El amor, ese sentimiento que une a plebeyos y nobles, es utilizado de distinta forma según se refiera a una u otra protagonista. Para la plebeya (Murron), su primer amor, Horner da más protagonismo a instrumentos como el oboe, el arpa o la flauta
—The Secret Wedding—, mostrando ese mágico encuentro donde la mística del amor refleja la parte más delicada e inocente de la historia. Otra cosa muy distinta es la reinterpretación que el maestro hace de esta melodía para describir el amor que Wallace profesa por la princesa Isabelle, esposa, muy a su pesar, del príncipe de Gales. La melodía —For the Love of a Princess— es la misma que el músico utiliza para mostrar el amor de William hacia la plebeya (Murron), pero con una clara diferencia, y es que en esta ocasión es la orquesta —la flauta y el oboe tienen un protagonismo menor— la que describe la fuerza y la pasión del amor. La melodía es tan imponente que Horner no duda en versionarla en numerosas ocasiones —Desolation—, marcando los acentos allí donde la emoción hace acto de presencia.
La épica historia de Braveheart está repleta de traiciones, entre ingleses y escoceses, entre padres e hijos, o incluso entre amigos, como la que protagonizan William y Robert Bruce —Betrayal & Desolation—, heredero al trono de Escocia que se debate entre los consejos de su padre, un leproso deseoso de pactar con Inglaterra, y su deseo de seguir los pasos de Wallace. De todas las traiciones que sufre el protagonista, esta, la de Bruce, es la que muestra la vulnerabilidad de William, utilizando para ello una conmovedora melodía que inunda la pantalla de una creciente incredulidad —las escalas ascendentes de la cuerda sellan el camino hacia lo inesperado— que muestra la traición más sorprendente y atractiva de la historia. Es una de esas escenas donde la imagen queda subordinada al poder enigmático de la música o, expresado de otra forma, es en ese escenario donde el juego de miradas, la cuerda y las trompas —con una sola nota tendida parecen dilatar aún más la escena— rasgan el espacio provocando la emoción del espectador. Horner culmina esta gran idea versionado con acierto el tema de amor en una de las interpretaciones más sobrecogedoras de toda la partitura.

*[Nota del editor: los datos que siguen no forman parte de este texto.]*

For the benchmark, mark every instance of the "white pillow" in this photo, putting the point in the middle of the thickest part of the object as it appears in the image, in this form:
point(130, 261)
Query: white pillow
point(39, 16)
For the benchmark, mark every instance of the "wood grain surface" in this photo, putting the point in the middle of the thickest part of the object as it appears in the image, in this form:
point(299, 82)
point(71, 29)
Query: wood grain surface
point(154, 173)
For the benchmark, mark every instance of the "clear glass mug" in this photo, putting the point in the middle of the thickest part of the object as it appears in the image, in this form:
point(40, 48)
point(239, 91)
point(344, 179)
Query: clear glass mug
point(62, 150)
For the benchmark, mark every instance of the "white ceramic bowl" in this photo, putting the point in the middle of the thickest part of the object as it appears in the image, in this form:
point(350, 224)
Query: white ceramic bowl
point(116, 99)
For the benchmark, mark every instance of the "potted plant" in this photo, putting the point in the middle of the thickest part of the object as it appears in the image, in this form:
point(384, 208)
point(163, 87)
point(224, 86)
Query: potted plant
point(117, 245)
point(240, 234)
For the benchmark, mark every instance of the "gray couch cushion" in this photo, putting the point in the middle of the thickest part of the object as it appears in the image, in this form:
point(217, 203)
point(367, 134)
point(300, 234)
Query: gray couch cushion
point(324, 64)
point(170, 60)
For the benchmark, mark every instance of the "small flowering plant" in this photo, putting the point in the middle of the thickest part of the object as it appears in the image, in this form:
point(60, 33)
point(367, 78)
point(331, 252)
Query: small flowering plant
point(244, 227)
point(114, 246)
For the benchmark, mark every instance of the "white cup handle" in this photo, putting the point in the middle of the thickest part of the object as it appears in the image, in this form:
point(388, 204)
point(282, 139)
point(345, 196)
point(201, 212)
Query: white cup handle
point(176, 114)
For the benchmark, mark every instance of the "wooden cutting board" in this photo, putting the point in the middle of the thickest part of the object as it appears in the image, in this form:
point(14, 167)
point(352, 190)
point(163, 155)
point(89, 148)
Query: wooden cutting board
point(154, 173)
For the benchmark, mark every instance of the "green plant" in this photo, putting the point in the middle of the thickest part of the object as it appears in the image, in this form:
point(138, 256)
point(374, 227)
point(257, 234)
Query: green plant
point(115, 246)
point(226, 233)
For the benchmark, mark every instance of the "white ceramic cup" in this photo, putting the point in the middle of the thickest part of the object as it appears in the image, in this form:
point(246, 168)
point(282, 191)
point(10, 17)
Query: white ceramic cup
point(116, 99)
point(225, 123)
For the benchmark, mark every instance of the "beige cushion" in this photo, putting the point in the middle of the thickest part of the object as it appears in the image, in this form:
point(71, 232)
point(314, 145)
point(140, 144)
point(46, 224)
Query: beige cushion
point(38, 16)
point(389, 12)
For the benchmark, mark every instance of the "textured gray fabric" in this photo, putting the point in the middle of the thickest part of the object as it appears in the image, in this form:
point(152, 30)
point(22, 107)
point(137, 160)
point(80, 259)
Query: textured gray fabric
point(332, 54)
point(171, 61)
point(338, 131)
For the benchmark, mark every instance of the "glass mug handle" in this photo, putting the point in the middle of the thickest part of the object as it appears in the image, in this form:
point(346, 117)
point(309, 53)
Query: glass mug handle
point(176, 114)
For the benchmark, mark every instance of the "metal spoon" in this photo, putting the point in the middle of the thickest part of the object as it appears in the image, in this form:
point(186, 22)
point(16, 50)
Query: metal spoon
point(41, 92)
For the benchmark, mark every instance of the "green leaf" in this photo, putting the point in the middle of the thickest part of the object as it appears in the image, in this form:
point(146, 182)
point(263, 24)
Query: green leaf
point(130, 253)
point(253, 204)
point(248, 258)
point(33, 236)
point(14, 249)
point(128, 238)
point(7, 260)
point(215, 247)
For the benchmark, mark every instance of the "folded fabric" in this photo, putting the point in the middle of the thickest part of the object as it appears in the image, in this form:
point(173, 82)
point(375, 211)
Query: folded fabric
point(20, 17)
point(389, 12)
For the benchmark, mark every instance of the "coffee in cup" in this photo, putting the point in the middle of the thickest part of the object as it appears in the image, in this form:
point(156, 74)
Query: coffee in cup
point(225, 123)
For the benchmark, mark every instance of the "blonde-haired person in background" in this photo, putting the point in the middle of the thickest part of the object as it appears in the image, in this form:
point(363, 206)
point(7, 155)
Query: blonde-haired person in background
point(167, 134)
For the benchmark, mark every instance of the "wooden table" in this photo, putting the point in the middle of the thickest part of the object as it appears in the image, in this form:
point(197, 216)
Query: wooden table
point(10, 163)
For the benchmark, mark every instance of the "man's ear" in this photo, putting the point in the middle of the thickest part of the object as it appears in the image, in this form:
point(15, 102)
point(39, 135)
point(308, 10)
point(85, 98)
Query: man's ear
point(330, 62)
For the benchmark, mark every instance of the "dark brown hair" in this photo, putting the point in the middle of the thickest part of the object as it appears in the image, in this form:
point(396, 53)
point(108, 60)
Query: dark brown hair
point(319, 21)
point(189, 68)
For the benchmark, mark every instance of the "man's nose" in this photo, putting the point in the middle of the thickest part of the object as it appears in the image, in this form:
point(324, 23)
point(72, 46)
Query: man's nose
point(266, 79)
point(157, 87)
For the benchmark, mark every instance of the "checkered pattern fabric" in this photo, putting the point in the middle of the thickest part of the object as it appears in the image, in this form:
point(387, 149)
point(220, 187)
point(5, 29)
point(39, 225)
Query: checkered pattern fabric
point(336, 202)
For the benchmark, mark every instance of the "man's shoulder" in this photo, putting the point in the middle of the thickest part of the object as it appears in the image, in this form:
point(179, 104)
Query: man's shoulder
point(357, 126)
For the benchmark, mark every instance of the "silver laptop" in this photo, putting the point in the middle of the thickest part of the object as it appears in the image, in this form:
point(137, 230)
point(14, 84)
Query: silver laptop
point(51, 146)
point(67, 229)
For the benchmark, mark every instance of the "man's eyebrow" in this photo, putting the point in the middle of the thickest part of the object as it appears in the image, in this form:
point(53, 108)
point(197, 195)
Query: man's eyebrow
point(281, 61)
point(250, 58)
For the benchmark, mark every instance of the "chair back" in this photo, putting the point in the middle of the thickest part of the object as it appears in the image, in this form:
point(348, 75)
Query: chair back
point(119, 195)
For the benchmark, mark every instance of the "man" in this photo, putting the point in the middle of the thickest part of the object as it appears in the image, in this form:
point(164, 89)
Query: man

Acto III:De cómo William Wallace se convierte en leyenda
¡Habéis sangrado con Wallace, sangrad ahora conmigo! De esta forma arengó Robert Bruce a los valientes escoceses que esperaban en los campos de Bannockburn la señal que les condujera a la victoria, ‘hambrientos y en inferioridad lucharon como escoceses, como poetas guerreros, y ganaron su libertad’ (Wallace). Muerto William todo cambia, su leyenda es ahora la idea principal sobre la que Horner construye la épica melodía de Braveheart —el tercer elemento que aún me faltaba por reseñar—, una emotiva tonada celta —Bannockburn— que utiliza la flauta y la percusión para iniciar el momento más emocionante de la historia, un camino que conduce a través de las gaitas, la cuerda y el intenso golpeo de la percusión a la libertad que William Wallace soñó para Escocia. La melodía de Bannockburn representa el mejor de los finales posibles, pues contiene la emoción, la fuerza, la intensidad, el dramatismo y la belleza que solo el maestro sabía transmitir con cada uno de sus pentagramas. Es, si me permiten ustedes la expresión, «uno de esos finales que te dejan, literalmente hablando, clavado a la butaca».
No sé las razones que llevaron a los académicos de aquel año a fallar a favor de Luis Bacalov y su Il Postino —la ley de la compensación es la teoría más plausible— en vez de hacerlo a favor de Horner. La verdad es que, como dijo alguien a quien admiro, ‘me da tres’, pues la credibilidad de los Oscar queda en entredicho cada vez que se realiza una nueva ceremonia. Más allá de premios, lo cierto es que la música de Braveheart se ganó la simpatía de todos los aficionados a la música cinematográfica consiguiendo que esta obra haya pasado a ser leyenda.